Configure files and outbound access

Hyperlight can expose a read-only /input tree plus a writable /output area for generated artifacts.

• Use workspace_root to make a workspace available under /input/.
• Use file_mounts to map specific host paths into the sandbox.
• Use allowed_domains to enable outbound access only for specific targets or methods.

file_mounts accepts a shorthand string, an explicit (host_path, mount_path) pair, or a FileMount named tuple. allowed_domains accepts a string target, an explicit (target, method-or-methods) pair, or an AllowedDomain named tuple.

from agent_framework.hyperlight import HyperlightCodeActProvider

codeact = HyperlightCodeActProvider(
    tools=[compute],
    file_mounts=[
        "/host/data",
        ("/host/models", "/sandbox/models"),
    ],
    allowed_domains=[
        "api.github.com",
        ("internal.api.example.com", "GET"),
    ],
)

Output guidance

To surface text from execute_code, end the code with print(...); Hyperlight does not return the value of the last expression automatically.

When filesystem access is enabled, write larger artifacts to /output/<filename> instead. Returned files are attached to the tool result, while files under /input are available for reading inside the sandbox.
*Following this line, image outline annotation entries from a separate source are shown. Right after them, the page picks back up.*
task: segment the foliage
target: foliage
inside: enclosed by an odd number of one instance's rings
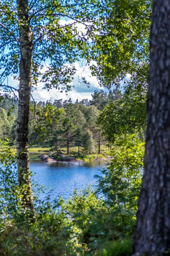
[[[148,90],[147,66],[140,67],[126,82],[122,97],[109,102],[100,112],[98,123],[109,142],[122,133],[138,133],[144,140]]]
[[[85,151],[89,152],[89,154],[94,151],[94,141],[93,139],[93,134],[89,130],[88,130],[84,135],[83,145]]]
[[[136,212],[143,174],[144,143],[133,134],[115,141],[110,165],[102,171],[99,187],[114,209]]]

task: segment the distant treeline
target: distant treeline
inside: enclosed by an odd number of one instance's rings
[[[98,119],[109,103],[121,97],[119,91],[103,90],[91,95],[91,100],[84,99],[73,103],[71,99],[39,102],[31,101],[29,123],[31,145],[50,147],[54,150],[70,146],[83,146],[85,152],[100,151],[101,144],[107,142],[102,136]],[[0,139],[7,138],[11,145],[16,141],[18,101],[6,97],[0,102]],[[96,150],[95,150],[96,148]]]

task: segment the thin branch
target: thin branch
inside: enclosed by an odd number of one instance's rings
[[[33,96],[32,95],[32,93],[31,93],[31,96],[32,99],[32,100],[34,102],[34,117],[33,117],[33,126],[34,126],[34,119],[35,119],[35,108],[36,107],[36,102],[35,102]]]
[[[48,35],[48,34],[50,34],[51,32],[52,32],[53,31],[54,31],[56,30],[57,29],[62,29],[63,28],[65,28],[65,27],[67,27],[69,26],[72,26],[72,25],[74,25],[74,24],[76,24],[76,22],[73,22],[73,23],[71,23],[71,24],[68,24],[67,25],[63,26],[62,26],[59,27],[58,27],[58,28],[56,27],[56,28],[55,28],[54,29],[51,29],[51,30],[49,30],[49,31],[48,31],[48,32],[47,33],[46,33],[45,34],[44,34],[43,35],[42,35],[39,38],[37,38],[37,39],[36,39],[35,40],[35,41],[34,41],[34,42],[33,43],[33,47],[35,45],[35,44],[36,44],[36,43],[38,41],[39,41],[40,39],[42,39],[44,37],[44,36],[45,36],[45,35]],[[45,28],[45,26],[43,27],[43,28]],[[35,32],[35,31],[33,32],[33,33],[34,32]]]
[[[44,10],[45,10],[46,9],[48,9],[48,8],[69,8],[69,7],[73,7],[74,6],[83,6],[85,5],[85,4],[87,4],[88,3],[88,2],[87,3],[75,3],[75,4],[73,4],[72,5],[65,5],[65,6],[60,6],[60,5],[48,5],[48,6],[45,6],[44,7],[43,7],[43,8],[42,8],[41,9],[40,9],[40,10],[38,10],[38,11],[37,11],[37,12],[36,12],[34,13],[32,15],[30,16],[30,19],[31,19],[33,17],[35,16],[35,15],[37,14],[37,13],[38,13],[39,12],[42,12],[42,11],[44,11]],[[96,6],[96,5],[94,4],[93,4],[93,3],[91,3],[91,5],[93,5],[94,6]],[[101,6],[101,7],[102,8],[102,6]]]
[[[3,24],[2,23],[1,23],[0,22],[0,26],[2,26],[3,27],[4,29],[5,29],[6,30],[7,30],[7,31],[8,31],[10,34],[11,34],[11,35],[13,37],[13,38],[15,39],[15,40],[17,41],[20,48],[20,41],[18,40],[18,39],[17,38],[15,37],[15,36],[14,35],[14,32],[11,32],[8,29],[8,28],[6,27],[6,26],[5,26],[5,25],[3,25]]]

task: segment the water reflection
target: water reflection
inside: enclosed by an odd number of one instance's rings
[[[71,197],[74,190],[83,189],[88,184],[94,188],[95,175],[100,175],[106,166],[105,161],[85,162],[53,162],[50,163],[34,161],[30,163],[35,184],[43,186],[45,194],[50,192],[51,200],[62,196],[67,199]],[[50,187],[50,189],[49,189]],[[43,198],[43,194],[40,195]]]

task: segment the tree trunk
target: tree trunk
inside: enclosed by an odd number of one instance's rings
[[[153,0],[153,5],[146,152],[134,241],[136,256],[162,256],[170,245],[170,1]]]
[[[99,131],[99,151],[98,153],[100,153],[100,132]]]
[[[21,58],[19,109],[17,129],[17,160],[20,186],[26,188],[24,207],[34,208],[28,151],[28,133],[32,66],[32,35],[29,25],[28,1],[17,0]]]
[[[67,133],[67,154],[69,154],[69,140],[68,140],[68,132]]]

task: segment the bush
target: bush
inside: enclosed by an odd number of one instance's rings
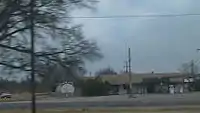
[[[110,85],[101,79],[88,79],[83,82],[83,96],[106,96],[110,90]]]

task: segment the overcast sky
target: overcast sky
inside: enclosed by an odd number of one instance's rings
[[[200,0],[100,0],[97,10],[74,16],[200,13]],[[97,41],[104,58],[87,63],[88,71],[123,69],[131,48],[134,72],[175,72],[182,63],[200,58],[200,16],[123,19],[75,19],[88,38]]]

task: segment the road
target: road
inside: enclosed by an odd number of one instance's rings
[[[180,105],[200,105],[200,93],[183,95],[143,95],[136,98],[127,96],[105,96],[88,98],[38,100],[38,108],[86,108],[86,107],[164,107]],[[0,109],[29,108],[30,102],[3,102]]]

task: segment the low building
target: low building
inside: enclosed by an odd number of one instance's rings
[[[129,75],[102,75],[101,79],[112,86],[112,92],[127,94]],[[183,93],[188,92],[191,77],[181,73],[133,73],[131,75],[132,93]]]

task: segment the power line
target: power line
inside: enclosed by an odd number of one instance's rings
[[[75,19],[112,19],[112,18],[152,18],[152,17],[186,17],[186,16],[200,16],[198,13],[185,14],[144,14],[144,15],[109,15],[109,16],[69,16],[65,18]]]

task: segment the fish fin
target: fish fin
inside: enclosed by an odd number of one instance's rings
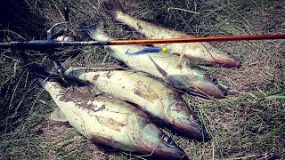
[[[88,88],[92,91],[93,93],[94,93],[95,97],[103,94],[103,92],[101,92],[96,85],[90,84],[88,85]]]
[[[51,114],[50,119],[56,121],[56,122],[68,122],[65,116],[62,114],[61,110],[57,108]]]
[[[118,12],[123,12],[123,7],[118,0],[99,0],[99,4],[113,17],[116,17]]]
[[[182,63],[183,63],[183,57],[184,57],[184,54],[183,53],[183,54],[180,54],[180,56],[179,56],[179,60],[178,60],[178,62],[177,62],[177,64],[175,65],[175,68],[182,68]]]
[[[152,58],[149,55],[150,60],[152,61],[152,63],[154,64],[155,68],[159,70],[159,72],[164,76],[167,77],[167,73],[162,68],[160,68],[153,60]]]

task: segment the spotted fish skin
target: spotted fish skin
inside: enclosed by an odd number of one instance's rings
[[[183,32],[167,28],[156,24],[146,22],[134,18],[122,10],[118,0],[101,0],[103,7],[110,12],[112,17],[134,30],[142,33],[148,38],[181,38],[193,37]],[[227,55],[224,51],[216,48],[209,43],[185,43],[185,44],[154,44],[157,47],[167,47],[171,53],[183,55],[190,59],[194,64],[217,65],[224,68],[235,68],[240,65],[237,59]]]
[[[63,88],[42,81],[68,122],[94,143],[159,157],[182,159],[184,152],[134,105],[95,96],[87,87]]]
[[[102,24],[96,30],[89,30],[89,35],[95,40],[106,41],[110,36],[102,31]],[[147,48],[143,45],[110,45],[105,46],[107,52],[114,58],[123,61],[127,67],[154,75],[167,80],[177,89],[191,91],[207,97],[223,99],[225,92],[191,64],[189,60],[175,54],[159,52],[130,56],[126,52],[136,52]]]
[[[70,68],[67,77],[94,84],[95,90],[138,105],[179,132],[202,140],[206,132],[182,98],[162,80],[146,73],[110,68]]]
Compare CodeAct and direct tool calling

The conceptual comparison is the same as for any CodeAct backend: the same client, model, tools, prompt, and structured output schema can be wired either through traditional tool calling or through Hyperlight-backed CodeAct. The only difference is the tool surface — direct tools versus a single execute_code tool backed by HyperlightCodeActProvider:

from agent_framework import Agent
from agent_framework.foundry import FoundryChatClient
from agent_framework.hyperlight import HyperlightCodeActProvider

# Direct tool calling: the model picks one tool at a time per turn.
direct = Agent(
    client=FoundryChatClient(...),
    instructions="...",
    tools=[fetch_data, compute],
)

# Hyperlight-backed CodeAct: the model writes one program per turn that
# orchestrates the same tools through call_tool(...).
codeact = Agent(
    client=FoundryChatClient(...),
    instructions="...",
    context_providers=[
        HyperlightCodeActProvider(
            tools=[fetch_data, compute],
            approval_mode="never_require",
        ),
    ],
)

For workloads that compute totals across a dataset by repeatedly looking up data and performing light computation — many small, chainable steps — CodeAct can remove orchestration overhead. Wrap both runs with a stopwatch and inspect the returned ChatResponse.usage to compare elapsed time and token usage in your own environment.

Current limitations

This package is still alpha, and a few constraints are worth planning around:

1. Platform support follows the published Hyperlight backend packages. Today that means supported Linux and Windows environments; unsupported platforms will fail when creating the sandbox.
2. The current integration executes Python guest code.
3. In-memory interpreter state does not persist across separate execute_code calls. Use mounted files and /output artifacts when data needs to survive across calls.
4. Approval applies to the execute_code invocation as a whole, not to each individual call_tool(...) inside the same code block.
5. Tool descriptions, parameter annotations, and return shapes matter more here because the model is writing code against that contract rather than choosing isolated direct tool calls.